Two Conferences call for Synod response to ‘plastic pandemic’
The 2023 General Synod of the United Church of Christ will consider 17 resolutions and several bylaw changes when it meets June 30-July 4 in Indianapolis. This is one in a series of articles about them. Full texts of each of the proposed resolutions are available at the General Synod website.
Decades ago, a commonly accepted idea sprung up that an environmentally conscious way to use plastic was to recycle it. But it turns out that only 9% of all plastic waste produced is recycled. The vast majority of it — 79% — is left to collect in landfills, oceans and ecosystems.
This growing “plastic pandemic” is something that two resolutions going before General Synod aim to curb.
Both propose for settings across the United Church of Christ to reduce plastic waste, with particular attention to cutting down on single-use plastics, and to advocate for policy that will reduce plastic production.
Reducing plastics “is a very important move towards making churches more sustainable,” said Zeph Marean, a 10th grader who is part of the New Hampshire Conference environmental justice team that helped develop these resolutions. “It also gets climate change and ways to help fight against it into the church’s perspective.”
This is a priority for Marean, who will also serve as a Synod delegate and present on these resolutions. She’s interested in environmental justice, most simply, she said, because she lives on the earth that is getting impacted. “I am scared of the effect that climate change is having, and will continue to have, on God’s creation.”
Two Resolutions of Witness with the same name, “Free from Plastic Pollution,” are planned for Synod — one from the New Hampshire Conference and the other from the Florida Conference.
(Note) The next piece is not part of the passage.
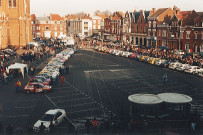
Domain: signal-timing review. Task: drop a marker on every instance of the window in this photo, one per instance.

But much of the text in the resolutions is the same.
Having two distinct resolutions is a matter of logistics. The environmental justice teams of both Conferences worked together to draft one resolution. Some differences came about when it went to the respective Conferences’ annual gatherings in October 2022, where separate edits were made by each body. Because each Conference approved a different draft, both will go to Synod. They are scheduled to go to the same committee, where there is always the possibility of combining them into one, according to David Anderson, who serves as Synod staff.
Some initial differences are that the Florida resolution includes greater detail about the environmental justice and health impacts on marginalized communities and those living within proximity to production and waste sites. The New Hampshire resolution notes the need for accommodations for “certain impacted groups like those who are disabled or unhoused.”
“The spirit is really the same, and the implementation is the same that we are already working on together,” said the Rev. Bob Shore-Goss, who heads the Florida environmental justice team. “What the two resolutions indicate is that at least two Conferences feel very passionate about this — that we need to do something about the plastic pandemic and act upon it.
“There is momentum behind this.”
‘Addicted to plastic’
It’s easy to point to concrete instances of how plastics are interfering with the environment. The resolutions describe a plastic island in the Pacific Ocean that covers 800,000 square miles and how the number of plastics in the oceans is on pace to outnumber fish by 2050.
These break down into microplastics that get into the food chain, so that people and animals typically end up eating plastics with every meal.
“The more I read about it, the more uneasy I got about the number of plastic bottles used and not recycled,” said Shore-Goss. He felt inspired by a 2022 United Nations call for faith groups to work against plastic pollution.
“I took that as a challenge, and I think it’s a call to us because we’re incredible consumers of plastic — we’re addicted to plastic as a society. And it’s going to affect the health of people and nonhuman life, plants and animals,” he said. “The importance is there’s a call out there, and we are answering that call.”
‘A moral issue’
“We’re ahead of the game on implementation,” said the Rev. Robert Grabill, who heads the New Hampshire group. “We’re pretending that it’s already going to be approved, and we want it to be active and implemented in a number of ways.”
“This is so massive, we can’t do it without partnership,” said Shore-Goss. “The question is, how much can we implement it on a local level?”
Some churches, for instance, are installing water fountains that accommodate reusable water bottles. At Naples United Church of Christ, the congregation’s Environment Subcommittee invited its members to the spiritual practice of giving up single-use plastics for Lent.
The hope is to continue building a broader UCC movement.
“Passing this resolution would suggest an alliance with hundreds of churches who care about creation justice and can work both on the small stuff, like getting congregations to ban single-use plastics, and also get involved in the bigger stuff like witness in the public square,” Grabill said.
“Climate justice is a moral issue, and the church has the moral authority to speak to it in the public square.”